Warrior (or Millenium)

(Too dry hop or not to dry hop, that is the question...on a big time crunch here as it is, but if this turns out right then I may have to go with the triple dry hop Chinook, Cascade and Citra)

Steep ~2lb grains. Heat 1G (2qts/lb) water to 170.  Turn off heat, drop in grains, cover and steep for 30 minutes.  Pull grains, drain and rinse with .5G warm-hot water. 
Residual wort = 1.25G

Bring 4.25G to a boil, mixing in extract slowly.  Begin hop schedule. Add in residual wort.  Final voilme after 60
Should be 4.5G.  Estimating .5G loss leaves 4 to fermenter.

Cool, put 1G distilled water ice in fermenter and transfer wort at 85 leaving 5G in fermenter plus starter gives about 5.25G.  

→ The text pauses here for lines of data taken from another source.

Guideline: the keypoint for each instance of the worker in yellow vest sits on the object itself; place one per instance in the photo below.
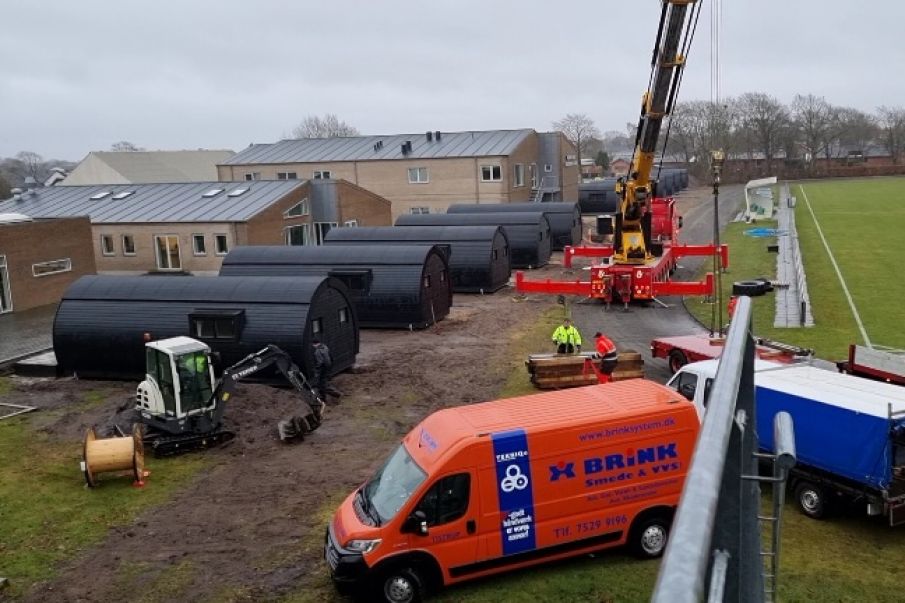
(567, 338)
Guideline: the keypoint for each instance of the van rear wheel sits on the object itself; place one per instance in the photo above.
(648, 536)
(402, 585)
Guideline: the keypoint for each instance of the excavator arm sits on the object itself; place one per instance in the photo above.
(313, 406)
(632, 231)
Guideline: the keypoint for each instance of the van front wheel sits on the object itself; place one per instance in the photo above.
(648, 537)
(402, 585)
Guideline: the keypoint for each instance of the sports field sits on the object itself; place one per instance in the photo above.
(863, 225)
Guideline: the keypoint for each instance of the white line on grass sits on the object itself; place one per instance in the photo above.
(829, 252)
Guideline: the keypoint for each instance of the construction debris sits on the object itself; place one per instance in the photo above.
(557, 371)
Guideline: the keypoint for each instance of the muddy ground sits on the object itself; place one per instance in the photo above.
(250, 526)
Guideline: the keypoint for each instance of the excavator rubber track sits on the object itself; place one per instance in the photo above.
(169, 445)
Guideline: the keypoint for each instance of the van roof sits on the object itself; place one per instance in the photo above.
(548, 411)
(829, 387)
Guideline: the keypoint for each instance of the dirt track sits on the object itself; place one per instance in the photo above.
(250, 526)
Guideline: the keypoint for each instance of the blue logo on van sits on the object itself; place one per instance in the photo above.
(514, 490)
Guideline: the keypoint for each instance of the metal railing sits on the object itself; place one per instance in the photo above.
(717, 527)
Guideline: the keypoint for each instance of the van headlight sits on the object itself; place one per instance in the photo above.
(362, 546)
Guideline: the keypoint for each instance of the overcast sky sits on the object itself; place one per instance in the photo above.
(77, 76)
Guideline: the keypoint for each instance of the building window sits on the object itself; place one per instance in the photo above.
(299, 209)
(128, 245)
(217, 324)
(167, 252)
(418, 176)
(199, 246)
(320, 231)
(107, 245)
(518, 174)
(297, 235)
(491, 173)
(221, 245)
(51, 267)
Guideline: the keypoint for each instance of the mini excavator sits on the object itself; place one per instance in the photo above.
(181, 403)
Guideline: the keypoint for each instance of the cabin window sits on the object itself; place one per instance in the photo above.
(217, 324)
(299, 209)
(221, 244)
(297, 235)
(491, 173)
(128, 245)
(168, 257)
(199, 247)
(419, 176)
(107, 245)
(51, 267)
(518, 175)
(355, 280)
(321, 229)
(447, 500)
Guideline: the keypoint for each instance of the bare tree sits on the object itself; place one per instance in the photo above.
(813, 123)
(892, 128)
(125, 145)
(328, 126)
(764, 118)
(580, 130)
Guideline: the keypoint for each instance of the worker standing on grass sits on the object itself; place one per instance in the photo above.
(323, 366)
(566, 338)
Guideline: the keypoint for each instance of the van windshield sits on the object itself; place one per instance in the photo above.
(393, 485)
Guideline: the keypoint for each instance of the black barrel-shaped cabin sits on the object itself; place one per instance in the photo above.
(478, 255)
(100, 325)
(391, 286)
(564, 218)
(598, 197)
(528, 232)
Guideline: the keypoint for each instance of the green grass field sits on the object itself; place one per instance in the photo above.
(862, 221)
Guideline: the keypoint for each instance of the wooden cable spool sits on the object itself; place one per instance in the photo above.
(113, 454)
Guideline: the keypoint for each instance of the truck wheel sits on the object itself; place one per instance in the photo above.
(648, 537)
(677, 360)
(811, 500)
(401, 585)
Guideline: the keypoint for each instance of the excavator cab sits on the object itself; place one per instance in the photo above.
(179, 379)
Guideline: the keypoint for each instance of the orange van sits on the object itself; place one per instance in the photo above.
(480, 489)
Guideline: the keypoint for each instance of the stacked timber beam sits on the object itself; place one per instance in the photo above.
(558, 371)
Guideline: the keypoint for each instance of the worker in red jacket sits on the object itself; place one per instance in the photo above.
(606, 349)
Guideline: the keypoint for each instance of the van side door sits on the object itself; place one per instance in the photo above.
(450, 507)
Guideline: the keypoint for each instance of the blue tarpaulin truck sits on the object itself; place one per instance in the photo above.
(849, 432)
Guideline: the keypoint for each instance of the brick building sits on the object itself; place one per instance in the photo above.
(189, 227)
(40, 258)
(424, 173)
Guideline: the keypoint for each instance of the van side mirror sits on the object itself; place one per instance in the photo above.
(416, 523)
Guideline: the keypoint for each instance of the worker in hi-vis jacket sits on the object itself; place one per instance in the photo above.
(567, 338)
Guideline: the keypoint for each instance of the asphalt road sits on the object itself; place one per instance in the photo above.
(636, 328)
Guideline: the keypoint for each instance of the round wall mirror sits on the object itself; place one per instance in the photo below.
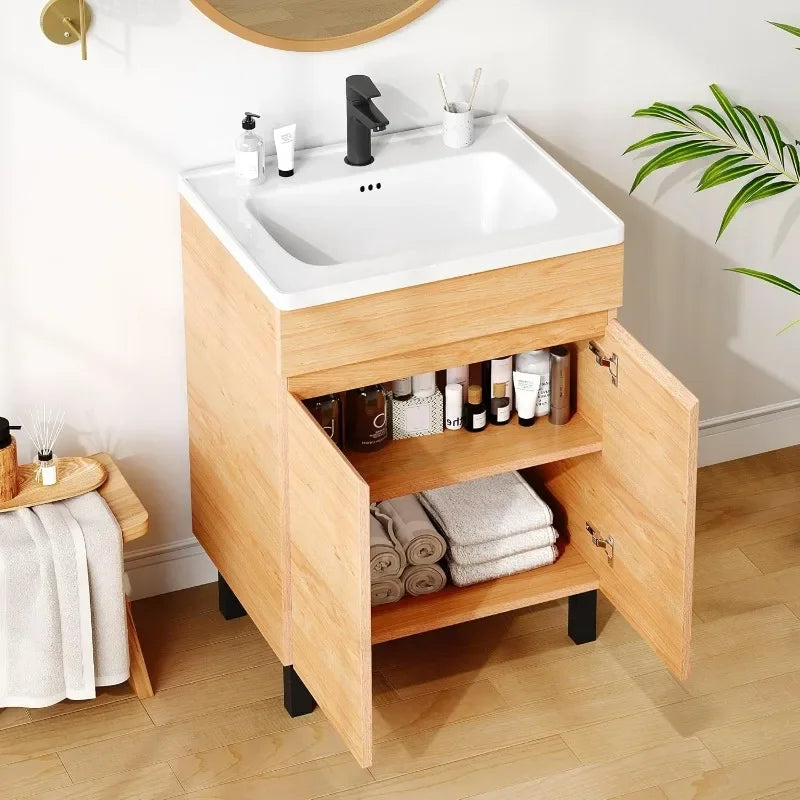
(312, 24)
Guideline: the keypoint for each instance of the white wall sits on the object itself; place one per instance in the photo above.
(90, 290)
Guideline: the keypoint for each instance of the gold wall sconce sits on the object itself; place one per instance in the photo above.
(66, 22)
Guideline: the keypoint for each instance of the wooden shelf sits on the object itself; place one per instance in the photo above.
(569, 575)
(427, 462)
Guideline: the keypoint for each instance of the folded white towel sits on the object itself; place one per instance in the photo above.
(386, 558)
(479, 511)
(500, 548)
(63, 628)
(386, 590)
(414, 530)
(423, 579)
(510, 565)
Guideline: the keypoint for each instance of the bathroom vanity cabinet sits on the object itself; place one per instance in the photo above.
(283, 513)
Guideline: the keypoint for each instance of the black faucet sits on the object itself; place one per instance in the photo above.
(363, 117)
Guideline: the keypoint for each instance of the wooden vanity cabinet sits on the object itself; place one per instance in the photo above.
(283, 513)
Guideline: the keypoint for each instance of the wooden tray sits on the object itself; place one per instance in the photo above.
(76, 476)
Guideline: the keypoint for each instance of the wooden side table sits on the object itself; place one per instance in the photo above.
(133, 520)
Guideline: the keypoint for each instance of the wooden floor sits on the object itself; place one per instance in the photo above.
(501, 708)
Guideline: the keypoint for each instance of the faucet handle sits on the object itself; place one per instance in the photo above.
(360, 87)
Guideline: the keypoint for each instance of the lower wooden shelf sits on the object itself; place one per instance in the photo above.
(427, 462)
(569, 575)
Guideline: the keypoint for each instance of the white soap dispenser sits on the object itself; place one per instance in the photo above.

1G ice to 4G wort calculations 
100 goes to 86
90 goes to 78
85 goes to 62
80 goes to 57

Yeast - East Coast Ale - This choice came out of necessity as my beloved homebrew shop New Farm, had just gotten a new shipment in and this was an expiring yeast I was happy to take off their hands, as making a starter is no problem for me, but could be an issue for other, lets see what we get.

According to WLP, this yeast is much like 001, but attenuates at a lower rate and some say, "mutes hop character."  This considered lets tweek our recipe to accomodate these characteristics.  To get a more accentuated bite from the hops I'm going to up my normal 60ppm of calcium to 100+.  In this case it'll come in at about 115ppm.  This will help the hops to shine.  And to emulate an 001 attenuation rate , im going to add just .25lbs of sugar to get those last few points out of the yeast.  I'm not trying to totally dry out the beer as i would an IPA, just get to the high end of this yeasts attenuation. (75%).  This could be a mistake as the caramel sweetness is meant to balnce the tropical fruit character of the yeast.....and the beer showing an attenuation down to 1.012.  You know, this is why I write, to question myself, and in this instance Im going to let this yeast work without the sugar for just that reason, to allow just a llittle more residual caramel sweetness to balance thse tropical notes.  If your going to go with a concept, give it a chance to work.

With two brews going at the same time, I have reserved the stir plate for the bigger Stout, so I will make a 1000ml starter in a Ball Jar be doing the "intermittent shaking" method.  What I get for reproduction, I get, but I know I want them warm and ready to run.

Pitch at 65 and let her ride for 7-10 days, Keg and enjoy!  With the starter I'm hoping she finishes in 7 (I'll check FG at 5 and 7, if no motion, then I'll keg right then and perhaps get a dry hop in there) so there is some time in the keg to condition properly before the shindig.


Brew Day - 10/10/14

Preboil a little high so I added a little extra warrior to get that BUGU to 1.0

Gypsum - 3tsp

40 minutes and sparged with half a gallon.  

Additions all on time.
Cooling - using the frozen distilled water was a pain in the butt.

Starter was 24 hours. 1040. 800ml. Intermittent shake.  Was active at pitch.  66 degrees.
D2 - 5 - 73 (that's free rise as room is 72 and Edinborough in batch next to it, pitched at same time is at 68
D10 - 64 - 0 - 1012 - Im calling that good.  Keg it!

11/21/14 - It was a hit!  i am very happy with how this beer come around.  The color is a little dark for the style, but the malt bill held up the hops very nicely.  The head retention was appropriate.  No dry hop needed here.